A market behavior known as herding is not as important a trend as economists previously assumed – which comes as a “big surprise” – say SFI Professors Doyne Farmer and Fabrizio Lillo and their colleagues in a recent paper.
The agent-based models the researchers are developing can give economists another tool to explore policy scenarios and avoid a repeat of the financial crisis that began in 2008, which traditional economic models failed to predict. Their new models evaluate the relative contributions of herding and other behaviors. Data they analyzed from the London Stock Exchange did not shore up the assumption that herding plays a major role.
“There is some herding, especially for very short time lengths,” says Fabrizio in describing the intraday persistence of order ow, a trend in which buy orders follow buy orders or sell orders follow sell orders. “But the dominant component is order splitting,” he concludes, “at least at the broker level.”

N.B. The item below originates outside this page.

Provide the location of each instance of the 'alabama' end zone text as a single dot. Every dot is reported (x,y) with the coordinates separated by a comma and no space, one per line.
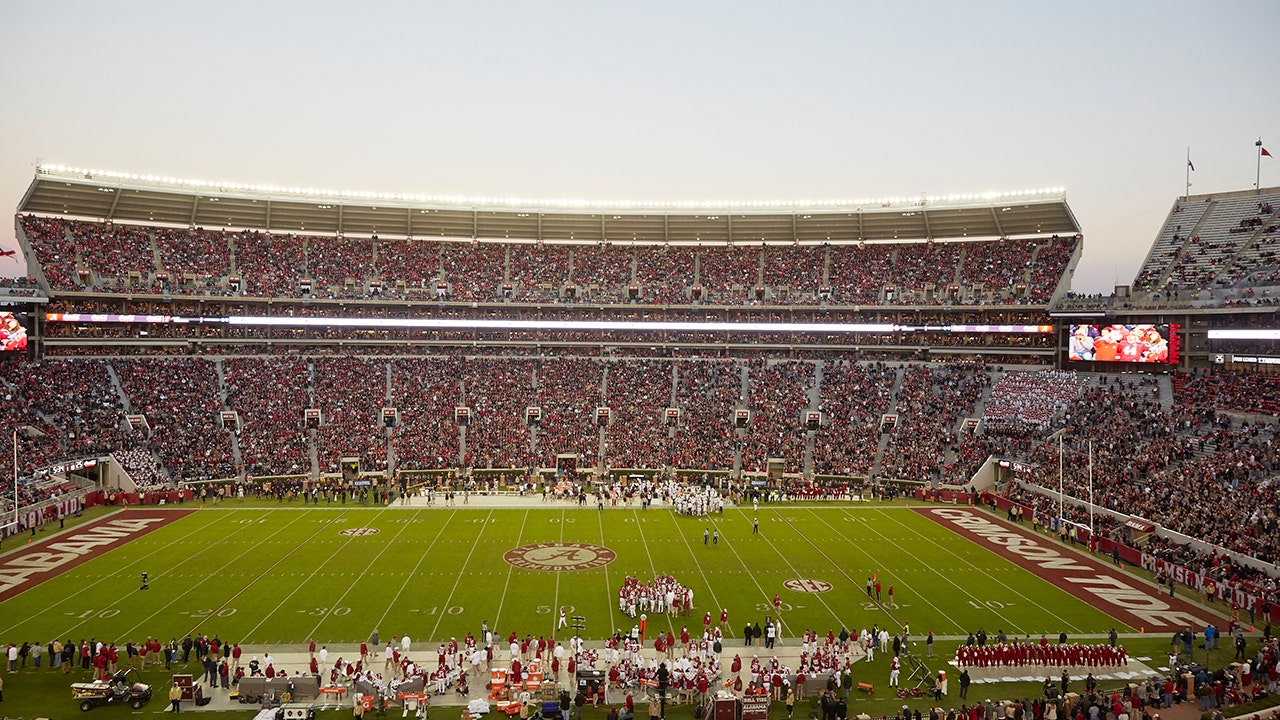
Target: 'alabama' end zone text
(37,563)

Herding occurs when investors imitate others or act together in response to a signal such as a press release or price change. Order splitting by brokers minimizes the impact of big orders on price by splitting the orders into pieces and gradually executing them.
The researchers’ new technique for distinguishing between the behaviors and identifying which is dominant in market trends may be important for examining other data sets as well, and in developing more accurate agent-based models of the economy.
A preprint of their paper is published on arXiv.